On December 13, 2017, the United States Court of Appeals for the Eleventh Circuit held that an independent sales organization can be held liable for all damages suffered by consumers as a result of a merchant’s violation of the Telemarketing Sales Rule (“TSR”).  The court rejected the ISO’s argument that its liability should be limited to the fees it received from the merchants as a result of the merchants’ processing activities.

We previously reported on this case when the action was first filed by the FTC, back in 2013.  The complaint alleged that Newtek Merchant Solutions, the ISO, and its President, violated the TSR.  The TSR provides that it is a deceptive telemarketing act, and a violation, for a person to provide substantial assistance or support to any telemarketer when that person knows or consciously avoids knowing that the telemarketer is engaged in a deceptive telemarketing act, as defined in the regulation.

Lesson One:  An officer of an ISO may be held personally liable for violations of the TSR.

The FTC maintained that Newtek’s payment processing services enabled the charges on consumers’ card accounts to clear through the card networks and that without the ISO’s assistance, it would have been impossible for the merchant to charge consumers fees for its deceptive interest rate reduction services.  Further, Newtek allegedly knew that many of the merchants’ accounts were connected to operations that were likely engaged in fraud.

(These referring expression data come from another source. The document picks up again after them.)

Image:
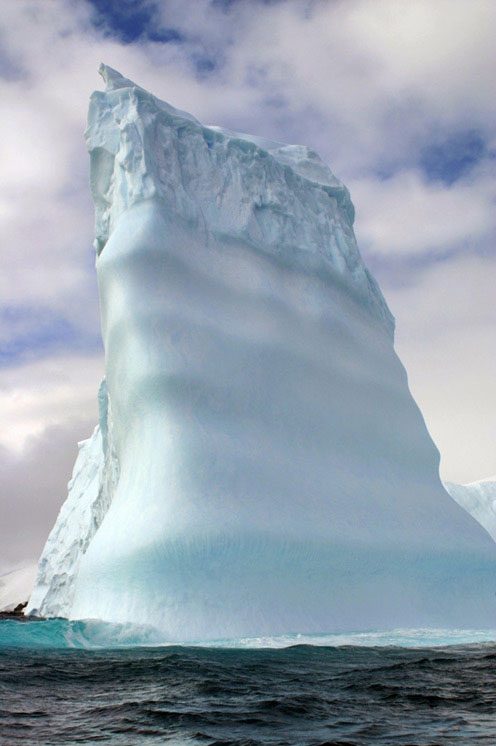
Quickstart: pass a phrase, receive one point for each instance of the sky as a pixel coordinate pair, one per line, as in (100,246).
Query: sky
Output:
(397,96)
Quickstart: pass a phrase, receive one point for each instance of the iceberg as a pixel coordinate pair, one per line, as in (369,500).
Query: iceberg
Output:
(478,499)
(260,467)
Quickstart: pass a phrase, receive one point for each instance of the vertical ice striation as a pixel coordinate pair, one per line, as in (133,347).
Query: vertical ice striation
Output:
(274,473)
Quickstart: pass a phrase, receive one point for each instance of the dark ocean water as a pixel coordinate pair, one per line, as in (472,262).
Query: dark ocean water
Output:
(297,695)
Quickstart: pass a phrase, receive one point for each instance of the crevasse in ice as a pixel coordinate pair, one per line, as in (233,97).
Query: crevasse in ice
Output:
(269,472)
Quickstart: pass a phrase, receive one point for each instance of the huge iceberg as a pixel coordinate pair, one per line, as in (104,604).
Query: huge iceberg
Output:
(260,466)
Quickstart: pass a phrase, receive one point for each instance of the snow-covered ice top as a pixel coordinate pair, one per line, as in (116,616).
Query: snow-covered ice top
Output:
(281,199)
(479,499)
(261,467)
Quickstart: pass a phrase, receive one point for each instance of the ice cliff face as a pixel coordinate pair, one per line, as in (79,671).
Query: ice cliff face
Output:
(269,469)
(478,499)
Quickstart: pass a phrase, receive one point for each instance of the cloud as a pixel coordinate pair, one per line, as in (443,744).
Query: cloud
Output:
(381,90)
(46,407)
(49,393)
(407,214)
(446,338)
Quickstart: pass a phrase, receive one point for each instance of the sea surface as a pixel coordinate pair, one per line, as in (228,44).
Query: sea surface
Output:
(88,683)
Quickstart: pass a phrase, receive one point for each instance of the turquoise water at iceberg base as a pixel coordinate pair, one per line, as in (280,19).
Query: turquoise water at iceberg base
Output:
(89,682)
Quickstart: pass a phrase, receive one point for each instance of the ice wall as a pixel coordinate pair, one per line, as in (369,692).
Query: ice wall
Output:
(478,499)
(272,471)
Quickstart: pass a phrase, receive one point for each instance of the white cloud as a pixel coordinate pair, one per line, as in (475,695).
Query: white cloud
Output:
(54,392)
(406,214)
(446,338)
(367,83)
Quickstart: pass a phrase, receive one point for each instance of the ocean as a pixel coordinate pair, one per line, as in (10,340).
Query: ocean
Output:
(77,683)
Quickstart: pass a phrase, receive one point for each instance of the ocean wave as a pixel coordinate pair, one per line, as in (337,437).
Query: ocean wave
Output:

The underlying scheme involved the merchants’ promises that they would reduce the interest rates on consumers’ credit cards if they paid between $600 – $1,000 to the merchants.  The scheme generated more than $2.5 million in credit card payments.

According to the Court, “despite several glaring red flags” including an unusually high number of chargebacks, the ISO opened one and then a second merchant account.  In a previous action, the FTC prevailed against the ISO and its President in holding them liable for the fraud perpetrated by the merchants.

Lesson Two:  An ISO may be liable under the TSR for the fraud perpetrated by one of its merchants.  Be careful who you agree to process for.

The issue in the December action was the amount of the damages to be awarded against the ISO.

The Court of Appeals held that “a violation of the TSR’s substantial assistance rule can support joint and several liabilities to the extent of the unjust gains.”  It rejected the ISO’s argument that damages should be apportioned between the defendants or that the ISO should only be obligated to disgorge the amount of the fees the ISO retained from processing credit card transactions.

Lesson Three:  An ISO may be liable for all damages incurred as a result of its fraudulent merchant.

This opinion appears to be the first of its kind interpreting the liability provisions of the TSR as applied to ISOs.  It is a wake-up call that ISOs must listen to in order to avoid potential exposure far exceeding the number of processing revenues.